I made a handler to find multiple instances of a sub-string in a string.
The last parameter ‘intemCount’ is optional. Without it, it will return a list of all the indexes of the found string, otherwise if you pass an integer it will find the index of that instance count or return a zero if not found.
offsetMulti of "Rob" out of "My Rob is a cool Robert! His name is Robert..." given itemCount:0
-- {4, 18, 38}
to offsetMulti of findText out of textString given itemCount:ic : 0
local indexList, tid, c, tc
set tid to text item delimiters
set c to length of findText
set text item delimiters to findText
considering case
set textString to text items of textString
end considering
if (count textString) = 1 then return 0
set tc to 1
set indexList to {}
repeat with i from 1 to (count textString) - 1
set tc to tc + (length of item i of textString)
set end of indexList to tc
if i = ic then exit repeat
set tc to tc + c
end repeat
set text item delimiters to tid
if ic = 0 then
return indexList
else if ic < (count textString) then
return item ic of indexList
end if
return 0
end offsetMulti
my offsetsForSubstring:"Rob" inText:"My Rob is a cool Robert! His name is Robert..."
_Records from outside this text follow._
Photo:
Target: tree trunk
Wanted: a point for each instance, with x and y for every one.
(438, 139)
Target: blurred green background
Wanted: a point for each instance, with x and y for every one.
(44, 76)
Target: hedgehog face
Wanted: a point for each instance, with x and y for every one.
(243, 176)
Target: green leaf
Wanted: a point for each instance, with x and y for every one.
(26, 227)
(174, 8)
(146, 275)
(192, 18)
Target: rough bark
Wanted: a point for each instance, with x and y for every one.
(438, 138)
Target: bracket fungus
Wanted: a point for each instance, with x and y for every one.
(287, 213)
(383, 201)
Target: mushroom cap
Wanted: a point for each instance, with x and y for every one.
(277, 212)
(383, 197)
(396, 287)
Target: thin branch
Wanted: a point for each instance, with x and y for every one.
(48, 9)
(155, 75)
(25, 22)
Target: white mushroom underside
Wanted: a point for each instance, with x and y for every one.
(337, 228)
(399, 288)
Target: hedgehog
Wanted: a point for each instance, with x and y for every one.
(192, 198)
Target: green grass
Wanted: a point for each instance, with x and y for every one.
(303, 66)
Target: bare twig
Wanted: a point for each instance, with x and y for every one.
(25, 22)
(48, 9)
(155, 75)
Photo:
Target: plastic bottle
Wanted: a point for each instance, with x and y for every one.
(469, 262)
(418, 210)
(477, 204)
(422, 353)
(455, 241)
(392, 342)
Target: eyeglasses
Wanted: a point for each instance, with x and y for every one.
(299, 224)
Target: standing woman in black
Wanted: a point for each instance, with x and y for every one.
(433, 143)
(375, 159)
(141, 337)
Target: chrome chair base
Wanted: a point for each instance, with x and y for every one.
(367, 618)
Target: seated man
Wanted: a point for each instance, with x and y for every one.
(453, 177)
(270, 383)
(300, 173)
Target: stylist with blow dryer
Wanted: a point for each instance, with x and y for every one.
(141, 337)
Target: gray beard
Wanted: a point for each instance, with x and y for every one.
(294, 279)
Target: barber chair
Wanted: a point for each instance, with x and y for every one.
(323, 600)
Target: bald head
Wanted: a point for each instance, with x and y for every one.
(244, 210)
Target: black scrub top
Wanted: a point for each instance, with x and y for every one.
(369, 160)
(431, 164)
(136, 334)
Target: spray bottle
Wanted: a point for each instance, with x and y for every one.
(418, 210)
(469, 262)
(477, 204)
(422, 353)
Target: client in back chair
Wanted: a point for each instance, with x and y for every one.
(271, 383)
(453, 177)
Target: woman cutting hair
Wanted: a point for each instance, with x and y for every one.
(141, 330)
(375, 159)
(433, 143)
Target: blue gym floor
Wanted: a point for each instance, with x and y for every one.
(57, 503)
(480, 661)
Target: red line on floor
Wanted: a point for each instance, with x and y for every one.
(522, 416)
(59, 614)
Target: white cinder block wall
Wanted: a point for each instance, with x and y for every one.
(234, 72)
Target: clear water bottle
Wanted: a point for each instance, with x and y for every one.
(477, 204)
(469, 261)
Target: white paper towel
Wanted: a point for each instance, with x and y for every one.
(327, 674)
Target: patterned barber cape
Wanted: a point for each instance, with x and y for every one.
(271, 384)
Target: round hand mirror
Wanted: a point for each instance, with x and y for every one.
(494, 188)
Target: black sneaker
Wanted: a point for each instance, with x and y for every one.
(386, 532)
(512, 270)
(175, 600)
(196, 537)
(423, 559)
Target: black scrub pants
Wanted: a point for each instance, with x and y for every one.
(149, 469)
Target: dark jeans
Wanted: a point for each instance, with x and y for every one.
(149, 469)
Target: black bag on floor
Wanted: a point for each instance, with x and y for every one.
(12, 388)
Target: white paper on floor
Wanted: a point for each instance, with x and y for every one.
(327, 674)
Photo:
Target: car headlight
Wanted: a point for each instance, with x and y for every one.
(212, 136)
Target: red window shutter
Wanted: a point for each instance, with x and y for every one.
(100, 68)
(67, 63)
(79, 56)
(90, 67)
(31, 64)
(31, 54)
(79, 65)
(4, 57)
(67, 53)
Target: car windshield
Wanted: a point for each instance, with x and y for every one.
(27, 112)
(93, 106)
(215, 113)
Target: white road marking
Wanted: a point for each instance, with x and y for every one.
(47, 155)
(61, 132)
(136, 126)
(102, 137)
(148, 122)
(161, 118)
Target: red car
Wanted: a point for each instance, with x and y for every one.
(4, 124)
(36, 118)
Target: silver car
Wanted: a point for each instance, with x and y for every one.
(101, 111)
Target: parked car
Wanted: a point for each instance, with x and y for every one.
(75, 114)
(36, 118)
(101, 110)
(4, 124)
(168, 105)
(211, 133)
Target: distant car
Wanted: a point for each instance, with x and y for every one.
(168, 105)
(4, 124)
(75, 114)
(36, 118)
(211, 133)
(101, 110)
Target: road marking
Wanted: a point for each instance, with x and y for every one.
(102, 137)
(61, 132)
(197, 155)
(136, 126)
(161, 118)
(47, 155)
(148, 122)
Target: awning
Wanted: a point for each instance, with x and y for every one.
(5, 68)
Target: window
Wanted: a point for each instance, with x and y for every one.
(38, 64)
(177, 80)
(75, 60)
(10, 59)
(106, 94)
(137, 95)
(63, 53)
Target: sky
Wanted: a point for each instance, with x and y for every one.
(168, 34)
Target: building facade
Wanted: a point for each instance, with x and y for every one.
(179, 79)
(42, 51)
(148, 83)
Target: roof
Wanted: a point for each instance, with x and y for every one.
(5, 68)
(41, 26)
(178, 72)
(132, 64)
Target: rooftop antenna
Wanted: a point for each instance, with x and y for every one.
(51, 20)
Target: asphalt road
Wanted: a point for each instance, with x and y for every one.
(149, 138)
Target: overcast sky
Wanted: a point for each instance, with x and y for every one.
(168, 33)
on offsetsForSubstring:subString inText:theText
set rn to (reverse of characters of subString) as text
script go
on |λ|(temp)
set i to offset of rn in temp
if i = 0 then return {}
return |λ|(text (1 + i) thru -1 of temp) & ((length of temp) - i - 1)
end |λ|
end script
return go's |λ|((reverse of characters of theText) as text)
end offsetsForSubstring:inText:
NOTE: as I see, the solution from @robertfern wotks faster.
use framework "Foundation"
use scripting additions
set theString to "My Rob is a cool robert! His name is Robert..."
set thePattern to "(?i)rob" -- remove (?i) to make case sensitive
set theOffsets to getOffsets(theString, thePattern) --> {4, 18, 38}
on getOffsets(theString, thePattern)
set theString to current application's NSString's stringWithString:theString
set theRegex to current application's NSRegularExpression's regularExpressionWithPattern:thePattern options:0 |error|:(missing value)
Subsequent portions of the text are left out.